Breaking Down Blackwell

nvidia’s blackwell B200 is a $30-40K, 1000-watt, two-die GPU that nvidia claims is “the world’s most powerful chip.” i went through the specs, ran the math, and read bjarke roune’s book on AI chip design to figure out what’s actually going on inside this thing.

here’s my breakdown.

the B200 reference card

parameter	value
process	TSMC N4P
dies	2 × ~400 mm² (CoWoS-L)
transistors	~92B total
SMs	180 (of 192)
tensor cores	720 (5th gen, 64×64)
FP4 TOPS	4,500
FP8 TOPS	2,250
BF16 TFLOPS	1,500
L2 cache	96 MB (2× Hopper)
HBM3e	192 GB, 8 TB/s (8 stacks)
NVLink 5	1.8 TB/s (18 links)
die-to-die (NV-HBI)	10 TB/s
TDP	1000 W

where blackwell’s transistors actually go

there’s a claim that floats around AI hardware twitter every few months, usually accompanied by a smug “this is why ASICs will eat nvidia’s lunch.” it goes like this: only 3.3% of an H100’s transistors are dedicated to matrix multiplication. the other 96.7% is overhead. waste. bloat. general-purpose GPU tax.

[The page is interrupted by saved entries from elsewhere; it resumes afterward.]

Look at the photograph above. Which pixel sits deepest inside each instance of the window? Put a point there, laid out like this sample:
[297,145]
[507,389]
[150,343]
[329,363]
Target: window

and look — the arithmetic checks out. i’ll walk through it myself so you can see. the H100 has 528 tensor cores. each tensor core does 512 FMA operations per cycle. a single FMA costs about 10,000 transistors at the gate level when you include the surrounding mux logic and pipeline registers:

528 tensor cores × 512 FMAs × 10,000 transistors ≈ 2.7 billion transistors

the H100 has ~80 billion transistors total. 2.7B / 80B = 3.4%. there it is. 96.6% of your $30,000 chip is “not doing math.”

now the same exercise for blackwell. the B200 has 720 tensor cores (5th gen, 64×64 output per cycle at FP8 = 4096 FMAs per core). at FP8, each FMA needs fewer transistors — call it ~6,000 for the reduced-precision datapath:

720 tensor cores × 4096 FMAs × 6,000 transistors ≈ 17.7 billion transistors

on ~92 billion total, that’s 19.2%. already much better than the H100 number, partly because blackwell’s tensor cores are genuinely bigger (64×64 vs 16×16 scheduling blocks), and partly because FP8 datapaths are more transistor-dense per useful operation.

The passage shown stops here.